Published January 11, 2009 10:28 pm - In the dark evening hours of Saturday night, SS. John and Paul assistant football coach John Buskirk lost a nearly four-year battle with Acute Lymphoblastic Leukemia.
A Bob Ettinger column: Buskirk provides a life lesson
BOB ETTINGER
Star Beacon
In the dark evening hours of Saturday night, SS. John and Paul assistant football coach John Buskirk lost a nearly four-year battle with Acute Lymphoblastic Leukemia.
Buskirk leaves behind an adoring wife, Jessica, a family that loved him, two schools, SJP and Harvey, full of students and athletes who admired and respected him as both a teacher and a coach, and several counties of people who were touched by his courageous battle with a devastating disease.
As is the case when good people are lost too early in their lives, I could go on and on about the unfairness and senselessness of John’s fate. I could talk of how much it hurts everyone that knew of the Buskirks plight to learn of the tragic end their story has reached. Certainly, that is what we have all been thinking and feeling in the last day or so.
I am no different. I spent all of Saturday night and much of Sunday pondering those dark thoughts. But as the grief started to overwhelm me and I looked back on all the times I talked with John and Jessica about their lives, something jarred me. I was looking at the whole situation wrong.
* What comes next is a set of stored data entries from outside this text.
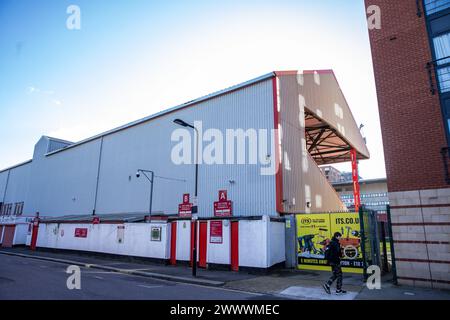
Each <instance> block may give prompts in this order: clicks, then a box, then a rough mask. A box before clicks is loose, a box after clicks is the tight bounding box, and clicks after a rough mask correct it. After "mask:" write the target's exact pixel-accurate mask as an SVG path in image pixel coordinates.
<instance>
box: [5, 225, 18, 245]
mask: <svg viewBox="0 0 450 320" xmlns="http://www.w3.org/2000/svg"><path fill="white" fill-rule="evenodd" d="M15 232H16V226H15V225H5V231H4V236H3V242H2V247H4V248H11V247H12V245H13V242H14V234H15ZM5 240H6V242H5Z"/></svg>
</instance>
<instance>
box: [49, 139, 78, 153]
mask: <svg viewBox="0 0 450 320" xmlns="http://www.w3.org/2000/svg"><path fill="white" fill-rule="evenodd" d="M71 144H73V143H72V142H69V141H64V140H60V139H55V138H50V137H49V142H48V148H47V149H48V151H47V152H53V151H56V150H59V149H63V148H65V147H67V146H69V145H71Z"/></svg>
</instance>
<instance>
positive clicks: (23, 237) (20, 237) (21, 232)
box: [13, 223, 28, 246]
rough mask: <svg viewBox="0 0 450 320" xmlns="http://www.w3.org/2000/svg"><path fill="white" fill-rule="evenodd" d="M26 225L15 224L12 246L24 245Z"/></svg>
mask: <svg viewBox="0 0 450 320" xmlns="http://www.w3.org/2000/svg"><path fill="white" fill-rule="evenodd" d="M27 235H28V223H18V224H16V229H15V233H14V240H13V245H14V246H15V245H24V244H26V241H27Z"/></svg>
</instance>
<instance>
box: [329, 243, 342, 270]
mask: <svg viewBox="0 0 450 320" xmlns="http://www.w3.org/2000/svg"><path fill="white" fill-rule="evenodd" d="M328 247H329V249H328V250H330V252H329V254H328V263H329V264H340V263H341V245H340V244H339V240H338V239H336V238H332V239H331V241H330V243H329V245H328Z"/></svg>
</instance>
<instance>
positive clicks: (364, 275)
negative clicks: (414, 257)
mask: <svg viewBox="0 0 450 320" xmlns="http://www.w3.org/2000/svg"><path fill="white" fill-rule="evenodd" d="M359 216H360V223H361V249H362V255H363V263H364V267H363V271H364V272H363V274H364V277H365V278H367V268H368V267H369V266H371V265H376V266H378V267H380V269H381V271H382V273H383V274H386V273H389V272H392V276H393V281H394V283H396V282H397V280H396V279H397V275H396V267H395V250H394V240H393V237H392V224H391V213H390V208H389V206H387V207H386V218H385V219H379V217H380V215H379V213H378V212H375V211H373V210H368V209H365V208H364V207H361V208H360V210H359Z"/></svg>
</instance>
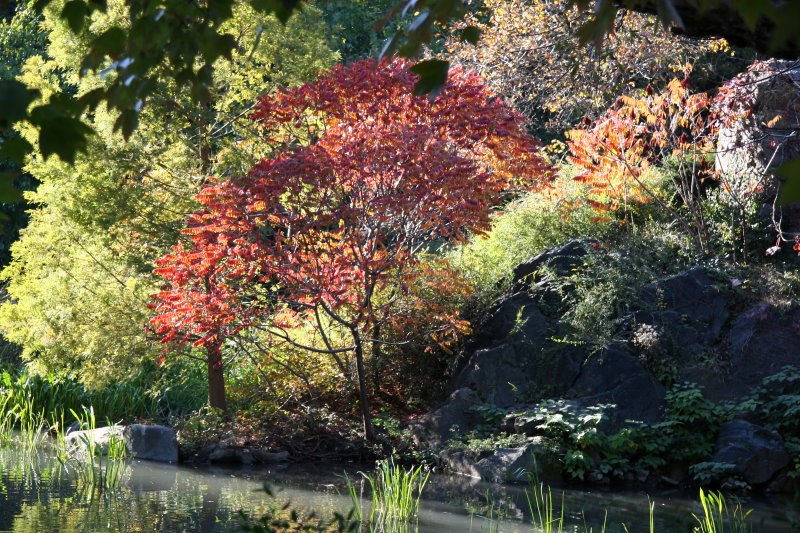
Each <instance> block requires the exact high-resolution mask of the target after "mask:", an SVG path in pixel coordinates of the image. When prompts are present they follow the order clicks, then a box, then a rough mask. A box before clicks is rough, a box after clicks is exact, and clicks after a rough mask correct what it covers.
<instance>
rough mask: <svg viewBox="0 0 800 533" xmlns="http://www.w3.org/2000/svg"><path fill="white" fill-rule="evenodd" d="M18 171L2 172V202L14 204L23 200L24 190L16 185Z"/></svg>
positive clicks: (1, 195)
mask: <svg viewBox="0 0 800 533" xmlns="http://www.w3.org/2000/svg"><path fill="white" fill-rule="evenodd" d="M17 176H19V173H18V172H0V203H3V204H14V203H17V202H19V201H20V200H22V192H21V191H20V190H19V189H18V188H17V187H16V186H15V185H14V180H15V179H16V178H17Z"/></svg>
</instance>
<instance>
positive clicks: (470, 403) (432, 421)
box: [410, 388, 481, 448]
mask: <svg viewBox="0 0 800 533" xmlns="http://www.w3.org/2000/svg"><path fill="white" fill-rule="evenodd" d="M480 403H481V400H480V398H479V397H478V395H477V394H476V393H475V391H473V390H472V389H469V388H461V389H458V390H456V391H454V392H453V393H452V394H451V395H450V397H449V398H448V399H447V401H446V402H445V403H444V404H443V405H441V406H440V407H439V408H438V409H435V410H433V411H431V412H429V413H427V414H426V415H424V416H423V417H422V418H420V419H419V420H417V421H416V422H415V423H414V424H412V425H411V428H410V429H411V436H412V439H413V440H414V445H415V446H417V447H419V448H428V447H439V446H442V445H444V444H446V443H447V441H448V440H450V439H451V438H453V437H460V436H462V435H464V434H465V433H467V432H468V431H470V430H471V429H473V428H474V427H475V426H476V425H477V424H478V423H479V422H480V418H479V416H478V415H477V413H475V411H474V407H475V406H477V405H480Z"/></svg>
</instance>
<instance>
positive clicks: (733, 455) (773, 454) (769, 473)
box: [712, 420, 791, 485]
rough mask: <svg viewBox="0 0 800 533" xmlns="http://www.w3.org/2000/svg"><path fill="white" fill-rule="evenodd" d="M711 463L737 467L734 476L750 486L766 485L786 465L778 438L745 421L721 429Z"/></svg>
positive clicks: (769, 430) (763, 430)
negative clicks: (736, 473)
mask: <svg viewBox="0 0 800 533" xmlns="http://www.w3.org/2000/svg"><path fill="white" fill-rule="evenodd" d="M712 460H713V461H714V462H717V463H729V464H733V465H735V466H736V470H735V471H736V473H737V474H739V475H741V476H742V477H743V478H744V480H745V481H746V482H747V483H749V484H751V485H760V484H763V483H766V482H768V481H769V480H770V479H772V477H773V476H774V475H775V474H776V473H777V472H778V471H780V470H781V469H782V468H784V467H785V466H786V465H788V464H789V462H790V461H791V457H790V456H789V454H788V453H787V452H786V448H785V447H784V445H783V440H782V439H781V437H780V435H779V434H778V433H777V432H775V431H772V430H769V429H766V428H764V427H761V426H757V425H755V424H752V423H750V422H747V421H746V420H732V421H730V422H726V423H725V424H723V425H722V427H720V431H719V437H718V438H717V443H716V447H715V449H714V455H713V457H712Z"/></svg>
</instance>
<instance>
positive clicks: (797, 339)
mask: <svg viewBox="0 0 800 533" xmlns="http://www.w3.org/2000/svg"><path fill="white" fill-rule="evenodd" d="M793 324H800V309H795V310H794V311H792V312H790V313H788V314H785V315H783V316H782V314H781V313H780V312H779V311H778V310H777V309H775V308H774V307H773V306H772V305H769V304H766V303H759V304H756V305H753V306H751V307H749V308H747V309H746V310H745V311H744V312H742V313H741V314H740V315H739V316H737V317H736V318H735V319H734V320H733V321H732V323H731V327H730V331H729V333H728V336H727V344H728V350H727V352H728V356H729V357H728V358H727V360H726V361H724V364H722V365H719V366H718V368H713V369H703V368H698V369H690V372H687V375H686V378H688V379H690V380H691V381H695V382H697V383H699V384H701V385H703V391H704V394H705V395H706V397H707V398H709V399H710V400H713V401H721V400H732V399H737V398H741V397H742V396H745V395H747V394H749V393H750V392H751V391H752V390H753V389H754V388H755V387H758V386H760V385H761V382H762V381H763V379H764V378H766V377H768V376H772V375H774V374H777V373H778V372H780V371H781V370H782V369H783V368H784V367H787V366H793V367H800V349H798V345H799V344H800V328H798V327H792V325H793Z"/></svg>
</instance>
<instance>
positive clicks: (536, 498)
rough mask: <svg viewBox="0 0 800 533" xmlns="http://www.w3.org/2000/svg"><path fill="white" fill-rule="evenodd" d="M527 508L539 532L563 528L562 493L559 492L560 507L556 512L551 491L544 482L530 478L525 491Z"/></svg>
mask: <svg viewBox="0 0 800 533" xmlns="http://www.w3.org/2000/svg"><path fill="white" fill-rule="evenodd" d="M525 499H526V500H527V501H528V509H529V510H530V512H531V517H532V520H533V525H534V527H536V528H537V530H538V531H541V533H561V532H562V531H563V530H564V494H563V493H562V494H561V509H560V511H559V512H558V513H556V507H555V505H554V500H553V491H552V489H550V487H545V484H544V483H536V482H535V480H533V479H531V480H530V490H526V491H525Z"/></svg>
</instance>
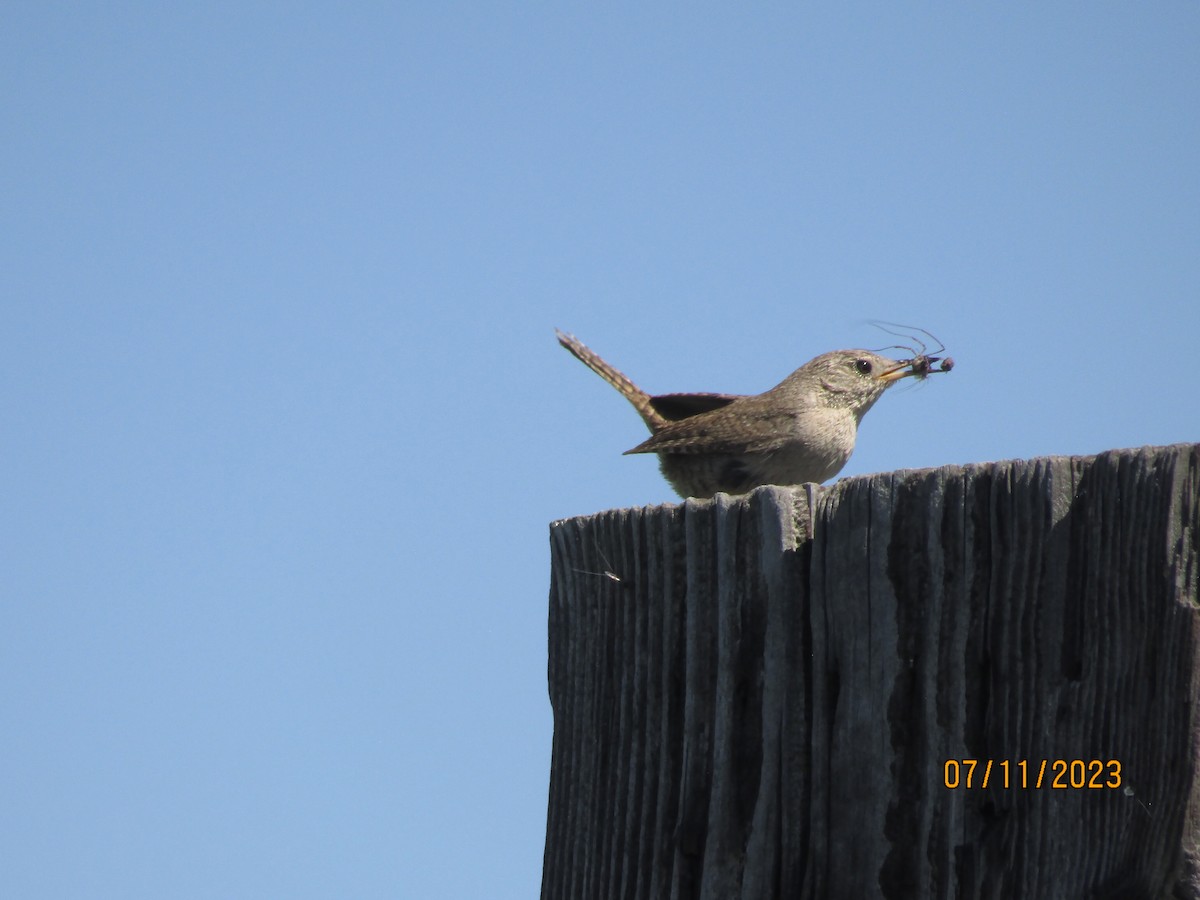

Not that the grieving was wrong, because any time a person passes on, it is a sad event, no matter the circumstances. But it occurred to me that the way I was going about it was all wrong. It is wrong to think of John and Jessica and to pity them. It is wrong to bemoan the unfairness.
It is unfair and, truth be told, people the likes of John, a 1993 St. John graduate, and Jessica, a 1997 St. John grad, deserved nothing but happiness and smiles in life. They, more than most people I’ve known, deserved the happy ending we search for in our own lives.
But something John told me way back in January of 2006 when he first learned of his diagnosis and elected to speak with me about it struck me.
I had asked John and if he was wondering, “Why me?” His answer surprised me.
“You’ve got to ask that question,” Buskirk had said. “I think somebody bought Jessica the book, ‘When Bad Things Happen To Good People.’
“I’d like to think I was doing a lot of things right and not that many wrong. But, you know, something bad is going to happen in your life. Some rain is going to fall on you. This just happens to be our particular cross and our particular challenge at this time. We’re just trying to approach it and take of of business.”
I learned a lot about John and Jess in that brief statement. It was as if he was saying, “Sure, it’s rotten luck, but there’s a reason for this. But instead of feeling sorry for myself, I’m going to look this problem in the eye and fight.”
And fight, the Buskirks did. For nearly four years, most of their married life, John and Jess fought. They spent four Christmases in a row at the Cleveland Clinic. John, Jess and their doctors battled the leukemia into remission twice.
And so I got to thinking. If John could face death with courage and never pity himself or talk of the unfairness of his plight, why should I dishonor his memory with doing exactly what he refused to do?
The only correct answer is I shouldn’t.
And so I won’t. I’ll honor John and Jessica and their family and friends by attacking life as John would have.